Toxic or Tonic

What do you bring to your team?

Toxic. It’s a really powerful word. One dictionary’s definition is “relating to or caused by poison; very bad, unpleasant or harmful …”

I always knew blue-green algae as a superfood—a rich source of proteins, vitamins and minerals. It’s said to help us be more energetic and potentially live longer, healthier lives.

But now blue-green algae has been in the news as a dangerous, highly fertilized, man-made disaster for our environment and economy. Just smelling the bloom of blue-green algae on the Atlantic coast—let alone touching or ingesting it—makes us ill.

What kind of blue-green algae is in your world? What form are you bringing?

Great teams are not just determined by how talented the people are, or how hard they work, or even how motivated they are for their own goals.

All of these are important—indeed, essential. And truly great teams are much better than the sum of their individual talents, efforts and motivations. Great teams and businesses are defined by how well they work together.

Talented, industrious, motivated people can be toxic or tonic to their teams. If they are a team player, they will bring tonic, making each other, your clients and your business better. If they are unpleasant, untrustworthy, boastful or bullying, then they bring toxicity. No matter how talented, they bring pain and costs to the team, your clients and your business.

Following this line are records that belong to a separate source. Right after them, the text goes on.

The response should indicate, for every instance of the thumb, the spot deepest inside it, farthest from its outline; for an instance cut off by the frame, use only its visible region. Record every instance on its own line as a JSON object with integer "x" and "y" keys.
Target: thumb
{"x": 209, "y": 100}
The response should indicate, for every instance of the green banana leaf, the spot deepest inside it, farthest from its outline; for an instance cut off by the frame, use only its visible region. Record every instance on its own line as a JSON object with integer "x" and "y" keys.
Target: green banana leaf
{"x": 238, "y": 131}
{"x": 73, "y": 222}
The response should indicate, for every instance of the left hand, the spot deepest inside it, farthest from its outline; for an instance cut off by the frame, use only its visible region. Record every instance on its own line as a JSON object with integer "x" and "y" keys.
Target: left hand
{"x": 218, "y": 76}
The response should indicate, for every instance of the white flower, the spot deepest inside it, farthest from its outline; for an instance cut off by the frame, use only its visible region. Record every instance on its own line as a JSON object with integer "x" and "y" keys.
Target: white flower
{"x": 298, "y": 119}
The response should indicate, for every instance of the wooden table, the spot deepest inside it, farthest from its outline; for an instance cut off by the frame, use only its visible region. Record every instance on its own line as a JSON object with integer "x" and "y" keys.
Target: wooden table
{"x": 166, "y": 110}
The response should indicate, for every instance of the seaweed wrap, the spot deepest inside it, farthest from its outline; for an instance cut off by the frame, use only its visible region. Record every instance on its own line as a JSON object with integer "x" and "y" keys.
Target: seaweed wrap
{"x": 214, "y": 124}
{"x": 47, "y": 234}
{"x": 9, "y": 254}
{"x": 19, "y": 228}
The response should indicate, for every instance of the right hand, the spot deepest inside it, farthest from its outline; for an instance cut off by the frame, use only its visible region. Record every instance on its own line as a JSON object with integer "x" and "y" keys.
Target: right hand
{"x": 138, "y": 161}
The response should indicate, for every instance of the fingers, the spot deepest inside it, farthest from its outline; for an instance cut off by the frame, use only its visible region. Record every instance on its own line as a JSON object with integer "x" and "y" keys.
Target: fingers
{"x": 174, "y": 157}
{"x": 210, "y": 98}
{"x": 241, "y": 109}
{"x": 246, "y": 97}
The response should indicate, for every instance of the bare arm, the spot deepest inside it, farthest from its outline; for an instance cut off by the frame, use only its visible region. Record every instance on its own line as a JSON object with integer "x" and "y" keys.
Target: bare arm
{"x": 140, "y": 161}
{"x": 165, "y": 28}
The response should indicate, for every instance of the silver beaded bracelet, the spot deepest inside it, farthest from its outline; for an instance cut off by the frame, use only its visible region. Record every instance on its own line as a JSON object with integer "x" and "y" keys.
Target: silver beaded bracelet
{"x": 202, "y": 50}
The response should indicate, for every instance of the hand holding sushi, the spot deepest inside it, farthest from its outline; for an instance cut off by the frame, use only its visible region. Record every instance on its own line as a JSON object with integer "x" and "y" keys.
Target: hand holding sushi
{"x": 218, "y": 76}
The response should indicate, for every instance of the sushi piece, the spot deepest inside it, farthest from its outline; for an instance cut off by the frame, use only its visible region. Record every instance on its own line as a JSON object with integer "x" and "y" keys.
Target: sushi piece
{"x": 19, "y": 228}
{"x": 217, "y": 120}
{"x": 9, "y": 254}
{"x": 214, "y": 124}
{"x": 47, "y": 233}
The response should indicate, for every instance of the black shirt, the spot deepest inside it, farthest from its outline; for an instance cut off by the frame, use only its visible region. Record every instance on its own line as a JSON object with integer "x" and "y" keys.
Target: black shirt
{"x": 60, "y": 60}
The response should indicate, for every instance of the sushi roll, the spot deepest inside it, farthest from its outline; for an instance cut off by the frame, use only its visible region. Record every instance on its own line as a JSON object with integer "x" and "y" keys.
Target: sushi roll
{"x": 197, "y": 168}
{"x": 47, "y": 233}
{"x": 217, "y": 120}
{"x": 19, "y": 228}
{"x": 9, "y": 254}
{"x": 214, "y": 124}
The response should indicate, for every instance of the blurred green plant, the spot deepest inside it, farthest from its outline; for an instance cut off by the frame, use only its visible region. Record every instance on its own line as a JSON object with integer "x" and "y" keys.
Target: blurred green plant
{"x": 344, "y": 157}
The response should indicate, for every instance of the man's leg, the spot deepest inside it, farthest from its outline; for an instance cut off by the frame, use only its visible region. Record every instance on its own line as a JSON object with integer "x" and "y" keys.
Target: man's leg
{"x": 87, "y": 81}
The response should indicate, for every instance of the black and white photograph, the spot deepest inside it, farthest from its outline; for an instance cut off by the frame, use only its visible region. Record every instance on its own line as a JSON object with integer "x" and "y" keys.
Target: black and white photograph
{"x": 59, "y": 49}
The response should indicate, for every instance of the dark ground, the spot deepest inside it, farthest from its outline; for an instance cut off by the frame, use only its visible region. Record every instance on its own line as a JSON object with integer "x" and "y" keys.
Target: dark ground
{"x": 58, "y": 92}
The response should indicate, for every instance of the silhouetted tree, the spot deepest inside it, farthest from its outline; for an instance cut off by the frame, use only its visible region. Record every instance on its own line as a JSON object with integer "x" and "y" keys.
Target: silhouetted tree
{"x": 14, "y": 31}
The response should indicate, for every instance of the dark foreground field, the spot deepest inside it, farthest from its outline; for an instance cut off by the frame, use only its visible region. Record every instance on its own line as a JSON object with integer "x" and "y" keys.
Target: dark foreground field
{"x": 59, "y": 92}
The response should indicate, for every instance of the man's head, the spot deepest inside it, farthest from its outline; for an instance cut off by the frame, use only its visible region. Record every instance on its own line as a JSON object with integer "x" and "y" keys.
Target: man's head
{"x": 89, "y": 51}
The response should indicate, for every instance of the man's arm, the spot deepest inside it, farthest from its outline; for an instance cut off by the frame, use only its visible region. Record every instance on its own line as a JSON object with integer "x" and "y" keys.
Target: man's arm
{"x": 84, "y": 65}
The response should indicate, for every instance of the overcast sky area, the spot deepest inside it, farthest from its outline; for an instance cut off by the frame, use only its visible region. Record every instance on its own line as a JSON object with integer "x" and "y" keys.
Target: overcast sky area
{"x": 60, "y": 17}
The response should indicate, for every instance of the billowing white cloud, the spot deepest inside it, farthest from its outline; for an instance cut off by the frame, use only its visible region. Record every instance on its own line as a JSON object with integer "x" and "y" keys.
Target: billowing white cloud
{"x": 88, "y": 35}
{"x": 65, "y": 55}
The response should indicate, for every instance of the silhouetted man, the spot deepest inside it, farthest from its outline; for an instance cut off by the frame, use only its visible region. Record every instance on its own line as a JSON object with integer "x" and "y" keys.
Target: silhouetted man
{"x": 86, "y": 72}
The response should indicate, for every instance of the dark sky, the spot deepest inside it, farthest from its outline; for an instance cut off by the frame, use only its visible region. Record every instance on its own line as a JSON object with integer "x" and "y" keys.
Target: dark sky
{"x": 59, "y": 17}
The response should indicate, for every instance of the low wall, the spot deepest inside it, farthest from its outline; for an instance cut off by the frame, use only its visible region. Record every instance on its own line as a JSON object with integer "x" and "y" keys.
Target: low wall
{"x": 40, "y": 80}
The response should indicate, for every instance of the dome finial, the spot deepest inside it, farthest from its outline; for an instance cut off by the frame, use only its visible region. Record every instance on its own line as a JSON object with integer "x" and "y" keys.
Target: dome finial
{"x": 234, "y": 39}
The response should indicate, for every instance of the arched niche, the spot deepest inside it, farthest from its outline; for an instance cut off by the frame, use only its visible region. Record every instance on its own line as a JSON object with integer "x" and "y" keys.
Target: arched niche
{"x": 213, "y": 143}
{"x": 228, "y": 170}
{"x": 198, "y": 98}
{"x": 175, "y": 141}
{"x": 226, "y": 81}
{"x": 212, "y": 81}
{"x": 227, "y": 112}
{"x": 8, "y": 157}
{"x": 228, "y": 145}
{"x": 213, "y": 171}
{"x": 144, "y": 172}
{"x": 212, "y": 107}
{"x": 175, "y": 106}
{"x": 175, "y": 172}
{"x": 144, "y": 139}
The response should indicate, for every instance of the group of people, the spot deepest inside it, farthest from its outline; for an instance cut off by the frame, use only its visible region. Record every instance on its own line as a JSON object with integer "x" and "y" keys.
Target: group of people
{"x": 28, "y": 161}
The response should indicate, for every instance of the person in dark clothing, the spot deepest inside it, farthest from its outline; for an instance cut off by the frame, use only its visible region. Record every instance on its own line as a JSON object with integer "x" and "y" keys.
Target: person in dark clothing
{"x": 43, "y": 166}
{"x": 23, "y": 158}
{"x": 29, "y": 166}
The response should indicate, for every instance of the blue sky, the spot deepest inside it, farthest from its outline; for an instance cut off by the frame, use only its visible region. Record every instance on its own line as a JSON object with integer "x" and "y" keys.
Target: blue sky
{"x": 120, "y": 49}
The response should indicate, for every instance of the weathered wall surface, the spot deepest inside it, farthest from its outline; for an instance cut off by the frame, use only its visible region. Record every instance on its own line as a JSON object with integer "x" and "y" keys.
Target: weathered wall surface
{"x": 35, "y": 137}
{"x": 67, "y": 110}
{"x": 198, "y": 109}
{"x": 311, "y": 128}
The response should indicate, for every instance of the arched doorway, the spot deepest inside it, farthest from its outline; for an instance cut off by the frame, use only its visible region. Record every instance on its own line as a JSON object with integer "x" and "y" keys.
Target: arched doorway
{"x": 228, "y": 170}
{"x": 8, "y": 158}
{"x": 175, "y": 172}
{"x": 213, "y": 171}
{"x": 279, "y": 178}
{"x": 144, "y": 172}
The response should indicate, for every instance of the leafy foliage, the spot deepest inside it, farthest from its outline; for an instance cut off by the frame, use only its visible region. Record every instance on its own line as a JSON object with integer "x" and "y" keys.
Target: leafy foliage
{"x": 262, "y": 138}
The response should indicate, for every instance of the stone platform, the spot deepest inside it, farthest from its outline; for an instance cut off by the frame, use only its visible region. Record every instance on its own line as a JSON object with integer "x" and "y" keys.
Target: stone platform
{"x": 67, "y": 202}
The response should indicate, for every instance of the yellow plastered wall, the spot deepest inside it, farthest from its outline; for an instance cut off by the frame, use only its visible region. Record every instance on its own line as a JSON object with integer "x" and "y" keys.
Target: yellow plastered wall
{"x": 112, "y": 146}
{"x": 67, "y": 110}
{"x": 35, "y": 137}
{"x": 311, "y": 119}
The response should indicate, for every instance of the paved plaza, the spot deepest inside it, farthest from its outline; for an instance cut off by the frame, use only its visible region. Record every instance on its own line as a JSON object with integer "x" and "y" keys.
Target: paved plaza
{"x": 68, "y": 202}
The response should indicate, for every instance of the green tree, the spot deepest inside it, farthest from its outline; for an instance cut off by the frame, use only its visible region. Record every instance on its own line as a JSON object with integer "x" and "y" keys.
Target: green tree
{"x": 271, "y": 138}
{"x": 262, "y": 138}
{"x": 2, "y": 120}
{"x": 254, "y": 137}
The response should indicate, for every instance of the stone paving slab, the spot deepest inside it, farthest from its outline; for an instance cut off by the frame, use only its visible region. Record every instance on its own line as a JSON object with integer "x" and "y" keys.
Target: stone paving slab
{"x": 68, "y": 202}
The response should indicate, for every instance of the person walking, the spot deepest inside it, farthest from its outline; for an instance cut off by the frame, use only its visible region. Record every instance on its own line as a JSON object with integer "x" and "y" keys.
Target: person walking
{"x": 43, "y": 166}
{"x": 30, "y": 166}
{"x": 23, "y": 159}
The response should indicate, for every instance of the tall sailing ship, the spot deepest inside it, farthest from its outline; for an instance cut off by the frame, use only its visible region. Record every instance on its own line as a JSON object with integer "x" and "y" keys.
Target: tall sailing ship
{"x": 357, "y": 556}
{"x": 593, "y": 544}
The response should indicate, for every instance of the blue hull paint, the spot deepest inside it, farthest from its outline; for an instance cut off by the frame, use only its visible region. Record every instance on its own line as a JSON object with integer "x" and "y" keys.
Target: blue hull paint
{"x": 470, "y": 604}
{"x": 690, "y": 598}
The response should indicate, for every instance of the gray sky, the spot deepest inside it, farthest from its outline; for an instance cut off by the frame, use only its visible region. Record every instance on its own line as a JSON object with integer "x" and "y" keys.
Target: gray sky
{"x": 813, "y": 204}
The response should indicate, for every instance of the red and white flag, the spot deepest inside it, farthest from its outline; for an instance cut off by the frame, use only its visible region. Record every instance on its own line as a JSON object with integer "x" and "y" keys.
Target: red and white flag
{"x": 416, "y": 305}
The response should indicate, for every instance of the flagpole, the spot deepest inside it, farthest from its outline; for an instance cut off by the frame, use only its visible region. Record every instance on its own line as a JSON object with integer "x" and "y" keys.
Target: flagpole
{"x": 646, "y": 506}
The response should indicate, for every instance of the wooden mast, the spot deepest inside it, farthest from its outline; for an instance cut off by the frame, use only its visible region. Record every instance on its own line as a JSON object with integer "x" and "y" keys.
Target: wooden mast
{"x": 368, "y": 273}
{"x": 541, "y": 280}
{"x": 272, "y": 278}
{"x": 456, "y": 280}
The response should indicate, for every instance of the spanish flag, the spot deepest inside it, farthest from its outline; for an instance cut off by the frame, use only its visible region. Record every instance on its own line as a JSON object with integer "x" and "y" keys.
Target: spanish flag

As leaders, we get to choose what we will be. Self-promoting, pushing ahead, take-no-prisoners attitudes and behaviors can get us to the top. Invariably, they will not keep us or our businesses thriving or sustainable. Our people and clients will get sick of us or tired of us, no matter how well paid they are or how good our products are.

Here’s what we’ve learned truly matters most to making great teams out of talented people:

Deepen trust by being open, honest and consistent in your mood, management and values. Let your people know you—and help them to get to know each other.

Be “powerfully vulnerable” by asking for help, acknowledging fears, challenges and shortcomings. People will really step up when you do so—unless they are toxic. And if they are, you get to make a choice.

Truly listen. Pay attention, respond and bring all of yourself to the important conversations. As the leader, your conversation is important to everyone who meets with you.

Confront issues. Don’t let them fester. Gossip is a blooming toxic algae. If everyone acknowledges and resolves issues in a healthy way, the fertilizer for the algae goes way.

Hold yourself accountable to do what you say you will. Encourage everyone to do the same. Make it the culture of your business.

The choice is ours every day. At every meeting we get to decide: toxic or tonic? What will I be? What will we be?